Bruno takes up his die and kisses it for luck. He looks Nicholas straight in the eye. ‘She’s looking very comely, for all that walking you’ve done and the worry you’ve put her through.’
For a moment, Nicholas is taken off-guard. ‘Bianca?’
‘Of course. Who else do you think I’m speaking of – Caterina de’ Medici?’
‘Is she?’ Nicholas asks, wondering if this is some strategy of Bruno’s to take his mind off the game.
‘Trust an Englishman not to notice that his wife is blooming.’
‘Blooming? I hadn’t thought of her as blooming.’
Bruno gives him a sly look. ‘If the child is born in Padua, I demand you call him Bruno.’
And then he throws a sise, and puts himself squarely back in the game.
‘Blooming?’
‘That’s what he said – “blooming”.’
They are walking back from the Basilica of St Giustina. Bianca had wanted to show him Veronese’s depiction of the saint’s martyrdom, and it has taken Nicholas a while to regain the capacity of speech. He has never in his life seen such extraordinary colours and images. For a moment he thought he had been transported to the very moment when the cruel Moor pierced her white flesh with the tip of his knife. He can think of nothing like it in any church in England. The knowledge that Robert Cecil would consider it a dangerous papist icon only added to the thrill. Now they are stepping carefully around a gang of plasterers splashing stucco on the wall of a house fifty yards from Bruno’s. Bianca hoists the hem of her gown to avoid the pools of sticky pale soup.
‘And do you think I’m blooming, Nicholas?’

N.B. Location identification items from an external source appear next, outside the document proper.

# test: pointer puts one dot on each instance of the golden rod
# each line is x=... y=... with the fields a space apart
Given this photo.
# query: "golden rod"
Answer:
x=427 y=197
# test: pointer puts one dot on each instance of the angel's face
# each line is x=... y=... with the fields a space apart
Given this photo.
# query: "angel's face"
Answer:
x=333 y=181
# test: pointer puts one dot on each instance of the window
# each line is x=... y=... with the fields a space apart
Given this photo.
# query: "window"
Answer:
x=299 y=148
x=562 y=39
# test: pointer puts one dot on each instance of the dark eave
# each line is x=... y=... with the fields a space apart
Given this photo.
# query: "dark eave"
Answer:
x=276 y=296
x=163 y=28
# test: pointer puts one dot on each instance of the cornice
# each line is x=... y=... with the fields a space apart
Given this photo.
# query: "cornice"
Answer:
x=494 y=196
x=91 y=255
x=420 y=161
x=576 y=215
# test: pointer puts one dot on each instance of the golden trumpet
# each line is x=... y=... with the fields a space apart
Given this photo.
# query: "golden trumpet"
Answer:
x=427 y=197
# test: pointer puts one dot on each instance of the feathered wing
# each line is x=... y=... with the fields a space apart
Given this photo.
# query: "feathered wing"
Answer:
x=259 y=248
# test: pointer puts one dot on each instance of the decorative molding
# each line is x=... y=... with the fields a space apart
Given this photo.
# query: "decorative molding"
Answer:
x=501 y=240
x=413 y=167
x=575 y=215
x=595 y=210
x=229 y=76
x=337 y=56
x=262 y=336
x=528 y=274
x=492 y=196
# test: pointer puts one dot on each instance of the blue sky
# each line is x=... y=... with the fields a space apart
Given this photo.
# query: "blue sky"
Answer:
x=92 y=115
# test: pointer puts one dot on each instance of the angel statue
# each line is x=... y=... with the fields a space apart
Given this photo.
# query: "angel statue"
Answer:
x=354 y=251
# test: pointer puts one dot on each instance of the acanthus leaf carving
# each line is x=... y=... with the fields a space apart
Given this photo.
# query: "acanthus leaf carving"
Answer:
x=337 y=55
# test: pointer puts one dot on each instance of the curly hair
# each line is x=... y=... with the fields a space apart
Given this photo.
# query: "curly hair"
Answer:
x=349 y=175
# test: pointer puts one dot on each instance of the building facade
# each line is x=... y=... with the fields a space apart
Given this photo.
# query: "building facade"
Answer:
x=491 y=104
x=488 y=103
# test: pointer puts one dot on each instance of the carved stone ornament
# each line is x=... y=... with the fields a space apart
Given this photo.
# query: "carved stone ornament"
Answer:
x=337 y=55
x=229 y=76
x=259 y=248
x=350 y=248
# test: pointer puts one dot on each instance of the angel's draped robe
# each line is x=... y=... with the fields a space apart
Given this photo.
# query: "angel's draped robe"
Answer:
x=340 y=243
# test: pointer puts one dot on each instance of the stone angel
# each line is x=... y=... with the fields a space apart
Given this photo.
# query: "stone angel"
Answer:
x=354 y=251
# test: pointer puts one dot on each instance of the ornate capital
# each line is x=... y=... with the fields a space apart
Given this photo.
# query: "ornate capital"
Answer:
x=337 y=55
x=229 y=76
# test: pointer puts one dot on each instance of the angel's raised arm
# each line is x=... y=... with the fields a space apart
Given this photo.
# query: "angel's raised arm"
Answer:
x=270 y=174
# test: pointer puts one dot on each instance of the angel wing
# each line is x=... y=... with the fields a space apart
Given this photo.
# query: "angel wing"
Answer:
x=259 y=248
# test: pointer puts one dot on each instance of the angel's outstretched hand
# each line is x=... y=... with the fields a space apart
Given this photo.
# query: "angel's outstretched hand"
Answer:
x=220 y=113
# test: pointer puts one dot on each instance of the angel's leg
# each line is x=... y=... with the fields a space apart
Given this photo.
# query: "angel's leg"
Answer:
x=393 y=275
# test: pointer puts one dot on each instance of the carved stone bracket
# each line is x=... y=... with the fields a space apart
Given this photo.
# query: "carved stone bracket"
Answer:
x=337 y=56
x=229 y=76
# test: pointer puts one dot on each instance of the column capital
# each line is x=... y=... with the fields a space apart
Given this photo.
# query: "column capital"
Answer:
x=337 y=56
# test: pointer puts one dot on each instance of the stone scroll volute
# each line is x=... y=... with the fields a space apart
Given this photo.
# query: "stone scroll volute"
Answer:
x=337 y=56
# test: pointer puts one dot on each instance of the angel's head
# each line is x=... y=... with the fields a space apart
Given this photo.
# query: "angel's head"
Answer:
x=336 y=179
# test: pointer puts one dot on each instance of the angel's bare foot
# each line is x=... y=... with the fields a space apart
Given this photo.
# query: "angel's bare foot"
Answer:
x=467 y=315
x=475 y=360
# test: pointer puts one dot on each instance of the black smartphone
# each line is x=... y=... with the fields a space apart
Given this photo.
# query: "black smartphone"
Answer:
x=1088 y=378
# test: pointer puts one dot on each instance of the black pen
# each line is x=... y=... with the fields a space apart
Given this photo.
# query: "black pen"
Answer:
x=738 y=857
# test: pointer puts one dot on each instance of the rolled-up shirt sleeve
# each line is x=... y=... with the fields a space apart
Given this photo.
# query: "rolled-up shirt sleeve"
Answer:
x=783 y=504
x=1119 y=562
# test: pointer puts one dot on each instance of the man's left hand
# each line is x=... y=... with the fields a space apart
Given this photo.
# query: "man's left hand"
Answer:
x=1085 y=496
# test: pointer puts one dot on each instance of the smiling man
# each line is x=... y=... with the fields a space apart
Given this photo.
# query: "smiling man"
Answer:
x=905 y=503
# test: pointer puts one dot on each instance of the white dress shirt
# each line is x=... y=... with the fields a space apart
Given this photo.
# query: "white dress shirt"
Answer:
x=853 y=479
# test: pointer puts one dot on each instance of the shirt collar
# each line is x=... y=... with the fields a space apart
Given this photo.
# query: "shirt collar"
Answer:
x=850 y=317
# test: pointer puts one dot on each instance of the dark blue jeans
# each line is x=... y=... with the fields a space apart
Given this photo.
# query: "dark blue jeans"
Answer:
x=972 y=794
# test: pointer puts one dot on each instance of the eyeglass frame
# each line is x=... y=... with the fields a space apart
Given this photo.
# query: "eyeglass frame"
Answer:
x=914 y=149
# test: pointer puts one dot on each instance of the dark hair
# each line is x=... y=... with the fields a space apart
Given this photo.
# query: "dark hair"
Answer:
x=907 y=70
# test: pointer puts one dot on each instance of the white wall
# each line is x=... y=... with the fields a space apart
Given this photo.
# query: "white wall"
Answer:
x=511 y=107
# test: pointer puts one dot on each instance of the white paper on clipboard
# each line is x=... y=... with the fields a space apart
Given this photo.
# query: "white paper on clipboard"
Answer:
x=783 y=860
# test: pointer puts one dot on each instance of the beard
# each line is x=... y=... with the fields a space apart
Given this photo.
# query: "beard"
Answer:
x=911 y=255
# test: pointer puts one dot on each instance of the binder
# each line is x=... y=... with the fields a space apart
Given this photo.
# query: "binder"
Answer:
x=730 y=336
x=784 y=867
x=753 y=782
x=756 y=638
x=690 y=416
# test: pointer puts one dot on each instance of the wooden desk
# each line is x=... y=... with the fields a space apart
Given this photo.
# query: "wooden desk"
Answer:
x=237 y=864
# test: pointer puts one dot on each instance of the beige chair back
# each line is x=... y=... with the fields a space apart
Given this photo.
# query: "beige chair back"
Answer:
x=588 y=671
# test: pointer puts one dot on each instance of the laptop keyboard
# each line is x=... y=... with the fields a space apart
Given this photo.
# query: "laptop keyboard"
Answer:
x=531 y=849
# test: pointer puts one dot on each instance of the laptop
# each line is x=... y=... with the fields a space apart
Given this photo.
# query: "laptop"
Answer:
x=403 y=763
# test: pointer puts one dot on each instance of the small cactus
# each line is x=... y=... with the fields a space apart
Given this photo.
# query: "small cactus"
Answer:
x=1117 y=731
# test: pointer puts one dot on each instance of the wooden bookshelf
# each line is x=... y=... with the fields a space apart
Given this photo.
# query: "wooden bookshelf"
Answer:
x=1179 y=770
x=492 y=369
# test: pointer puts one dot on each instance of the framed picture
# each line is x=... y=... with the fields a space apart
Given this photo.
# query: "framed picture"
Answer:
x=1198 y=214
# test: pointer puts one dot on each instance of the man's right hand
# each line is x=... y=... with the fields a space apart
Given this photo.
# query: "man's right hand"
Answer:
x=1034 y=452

He squirms. Comes out with a hurried excuse. Knows it’s lame even as he delivers it.
‘I’m sorry if you think I haven’t noticed. It’s just that whenever I look at you, it’s still as though I’m seeing you for the very first time.’
Her expression changes from disbelief to icy. He thinks: she’s hurt that her cousin can see she’s with child, but her husband – her stolid English husband – is not blessed with such arcane skills.
‘Well, is he right? Are you–?’ he asks clumsily. ‘It is what we hoped for…’
Bianca shakes her head to dispel the awful feeling that somehow Hella is still with them, still working her sick artifice. But it will not leave her. She recalls the awful sense of helplessness and dread she’d experienced when she’d wondered if the maid could somehow influence the workings of her body. If Bruno is right, then what kind of creature could be growing inside her – if it was somehow under the influence of another person’s will?